In vitro HeLa cell DNA synthesis II. Partial characterization of soluble factors stimulating nuclear DNA synthesis

Abstract

When HeLa cells are lysed in hypotonic buffer and the lysate is fractionated by centrifugation into particulate and soluble components, the particulate component (nuclei) is deficient compared to unfractionated lysate in the extent to which it can carry out in vitro DNA synthesis. In addition, rapidly labeled short DNA chains (Okazaki pieces) accumulate in purified nuclei, and are chased into higher molecular weight DNA to a lesser degree than in unfractinated lysate.
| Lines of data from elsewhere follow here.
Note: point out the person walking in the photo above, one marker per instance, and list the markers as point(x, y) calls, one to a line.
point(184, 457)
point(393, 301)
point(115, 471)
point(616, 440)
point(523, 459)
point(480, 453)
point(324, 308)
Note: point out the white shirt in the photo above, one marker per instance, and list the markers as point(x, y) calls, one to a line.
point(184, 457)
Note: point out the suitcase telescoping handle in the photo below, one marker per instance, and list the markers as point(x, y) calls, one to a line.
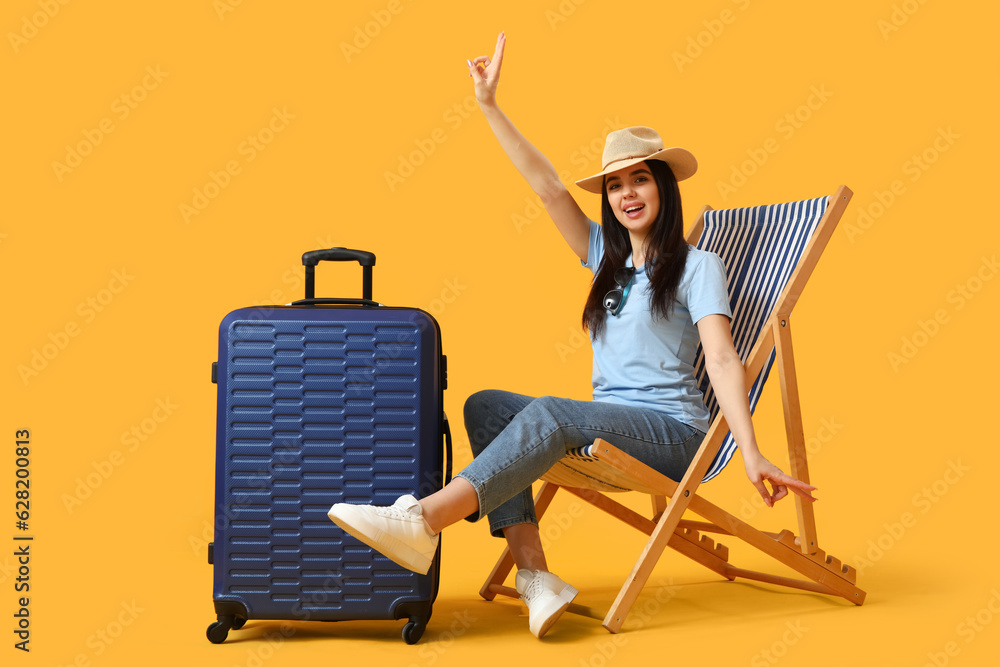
point(313, 257)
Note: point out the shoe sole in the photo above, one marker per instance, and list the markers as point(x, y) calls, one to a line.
point(387, 545)
point(566, 595)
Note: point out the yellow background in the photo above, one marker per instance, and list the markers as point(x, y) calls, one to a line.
point(505, 289)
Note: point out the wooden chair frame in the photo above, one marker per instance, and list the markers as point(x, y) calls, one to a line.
point(824, 573)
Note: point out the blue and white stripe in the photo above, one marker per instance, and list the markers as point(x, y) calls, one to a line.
point(760, 246)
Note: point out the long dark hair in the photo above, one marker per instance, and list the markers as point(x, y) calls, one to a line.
point(665, 252)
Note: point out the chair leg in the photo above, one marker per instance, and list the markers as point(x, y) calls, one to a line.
point(643, 567)
point(506, 562)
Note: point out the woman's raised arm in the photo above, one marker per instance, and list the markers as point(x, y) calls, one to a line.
point(536, 169)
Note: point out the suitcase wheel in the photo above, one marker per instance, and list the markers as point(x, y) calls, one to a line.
point(218, 631)
point(414, 630)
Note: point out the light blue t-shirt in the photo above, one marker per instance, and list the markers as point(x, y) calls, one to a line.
point(646, 361)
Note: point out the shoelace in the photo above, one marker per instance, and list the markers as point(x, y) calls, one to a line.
point(393, 512)
point(533, 589)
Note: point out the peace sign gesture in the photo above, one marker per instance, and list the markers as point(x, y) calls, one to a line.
point(487, 77)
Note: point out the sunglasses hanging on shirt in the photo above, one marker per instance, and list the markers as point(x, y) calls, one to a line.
point(614, 300)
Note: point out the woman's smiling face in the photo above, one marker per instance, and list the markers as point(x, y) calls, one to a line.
point(633, 196)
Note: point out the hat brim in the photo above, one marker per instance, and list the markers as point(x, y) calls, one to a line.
point(680, 160)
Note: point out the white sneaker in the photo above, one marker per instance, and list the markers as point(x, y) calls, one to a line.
point(547, 597)
point(398, 531)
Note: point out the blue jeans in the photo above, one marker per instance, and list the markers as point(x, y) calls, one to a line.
point(515, 439)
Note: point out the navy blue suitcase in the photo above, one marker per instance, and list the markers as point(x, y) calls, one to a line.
point(323, 401)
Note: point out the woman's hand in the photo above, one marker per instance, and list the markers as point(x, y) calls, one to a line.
point(487, 77)
point(758, 469)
When purified nuclei were reconstituted with soluble component, the capacity of the nuclei for in vitro DNA synthesis was fully restored, as was the capacity of the nuclei for conversion of Okazaki pieces to higher molecular weight DNA. This suggests that the soluble component contains a factor or factors necessary for normal DNA replication. The major incorporation-stimulating activity was partially characterized and partially purified from the soluble component. It is heat labile, non-dialyzable, partially recoverable in the supernatant after pH 5 precipitation, found mainly in a 55–85% saturated (NH 4) 2SO 4 fraction, and is included on Sephadex G-100. After passage through Sephadex G-100, the activity displays increased instability to storage at either 4°C or −70°C. Part of the activity does not bind to phosphocellulose at pH 7.2 and low salt; no additional activity can be recovered in a 0.5 M KCl wash of the phosphocellulose column. The Okazaki-piece-joining activity was found, along with the bulk of the incorporation-stimulating activity, in the 55–85% (NH 4) 2SO 4 fraction. These findings provide some of the groundwork for future attempts to completely purify and characterize those activities in the soluble component of cell lysates which are involved in DNA replication.